Siamo donne invisibili. Una su due non ha occupazione, e non la cerca più. Gli accordi di Lisbona ci dicono che potremmo sollevare il Pil nazionale del 7 per cento, raggiungendo l’obiettivo occupazionale del 60%. Ma oggi le statistiche sono fredde. Inservibili. E il Pil, lo sappiamo, è un parametro che gli esperti di decrescita ci invitano a rottamare. Ma non ci troveranno impreparate. Il pensiero delle donne è tranquillamente travolgente. Un’onda feconda, non uno tsunami. Non devasta i campi come una piena eccezionale, ma porta acqua dove serve. Inforcando le lenti della storia, possiamo dire che la grande ondata del 13 febbraio 2011 di Se non ora quando aveva già rimesso in circolo gli anticorpi per guarire la nostra povera patria: la dignità del Paese, la qualità della vita e delle relazioni tra le donne e gli uomini. Non si è trattato di una sciabolata postmoderna, né di un colpo di teatro.
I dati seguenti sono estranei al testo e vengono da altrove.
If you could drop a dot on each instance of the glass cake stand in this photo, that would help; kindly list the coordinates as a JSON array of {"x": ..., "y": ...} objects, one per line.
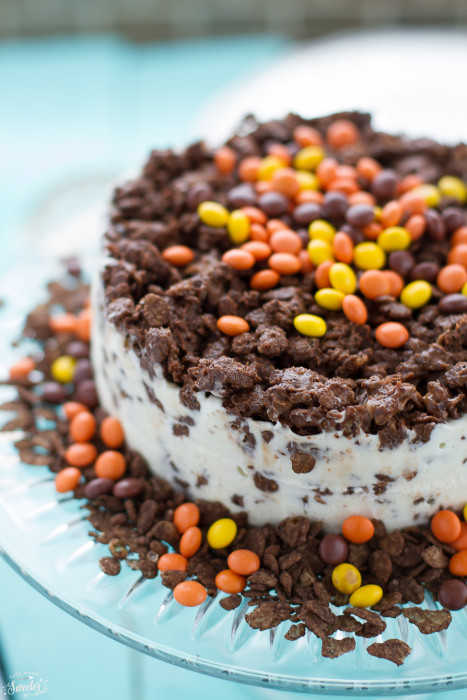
[{"x": 44, "y": 537}]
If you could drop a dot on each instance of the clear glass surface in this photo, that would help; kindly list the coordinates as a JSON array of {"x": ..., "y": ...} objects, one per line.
[{"x": 44, "y": 537}]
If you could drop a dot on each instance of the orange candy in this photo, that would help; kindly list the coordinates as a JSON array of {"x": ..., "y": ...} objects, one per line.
[
  {"x": 263, "y": 186},
  {"x": 391, "y": 214},
  {"x": 392, "y": 334},
  {"x": 225, "y": 159},
  {"x": 274, "y": 225},
  {"x": 362, "y": 198},
  {"x": 232, "y": 325},
  {"x": 309, "y": 196},
  {"x": 265, "y": 279},
  {"x": 280, "y": 151},
  {"x": 358, "y": 529},
  {"x": 451, "y": 278},
  {"x": 306, "y": 264},
  {"x": 342, "y": 247},
  {"x": 342, "y": 133},
  {"x": 178, "y": 255},
  {"x": 248, "y": 168},
  {"x": 65, "y": 323},
  {"x": 258, "y": 233},
  {"x": 458, "y": 254},
  {"x": 110, "y": 465},
  {"x": 259, "y": 249},
  {"x": 72, "y": 408},
  {"x": 347, "y": 185},
  {"x": 81, "y": 454},
  {"x": 368, "y": 168},
  {"x": 284, "y": 263},
  {"x": 416, "y": 225},
  {"x": 185, "y": 516},
  {"x": 190, "y": 593},
  {"x": 83, "y": 427},
  {"x": 413, "y": 203},
  {"x": 307, "y": 136},
  {"x": 244, "y": 562},
  {"x": 285, "y": 180},
  {"x": 83, "y": 325},
  {"x": 238, "y": 259},
  {"x": 446, "y": 526},
  {"x": 256, "y": 216},
  {"x": 372, "y": 231},
  {"x": 67, "y": 479},
  {"x": 396, "y": 282},
  {"x": 22, "y": 368},
  {"x": 458, "y": 563},
  {"x": 354, "y": 308},
  {"x": 459, "y": 236},
  {"x": 408, "y": 183},
  {"x": 172, "y": 562},
  {"x": 190, "y": 541},
  {"x": 111, "y": 432},
  {"x": 285, "y": 241},
  {"x": 374, "y": 283},
  {"x": 230, "y": 582},
  {"x": 461, "y": 542},
  {"x": 326, "y": 171}
]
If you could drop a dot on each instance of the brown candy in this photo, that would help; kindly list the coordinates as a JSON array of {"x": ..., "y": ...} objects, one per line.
[{"x": 333, "y": 549}]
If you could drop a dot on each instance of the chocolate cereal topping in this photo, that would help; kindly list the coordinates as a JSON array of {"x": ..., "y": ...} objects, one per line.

Quei milioni di donne e di uomini in piazza erano già oltre la mitologia, tardonovecentesca, della bandiera dei dirittti individuali. Dell’io per tutti. Il 13 febbraio 2011 è stata la prefigurazione di un nuovo sentimento condiviso.
Quest’anno le donne non ricevono e non offrono. Tutt’al più mettono in comune. C’è da ricostruire, pezzo a pezzo, la casa comune che ancora ci ostiniamo a chiamare democrazia.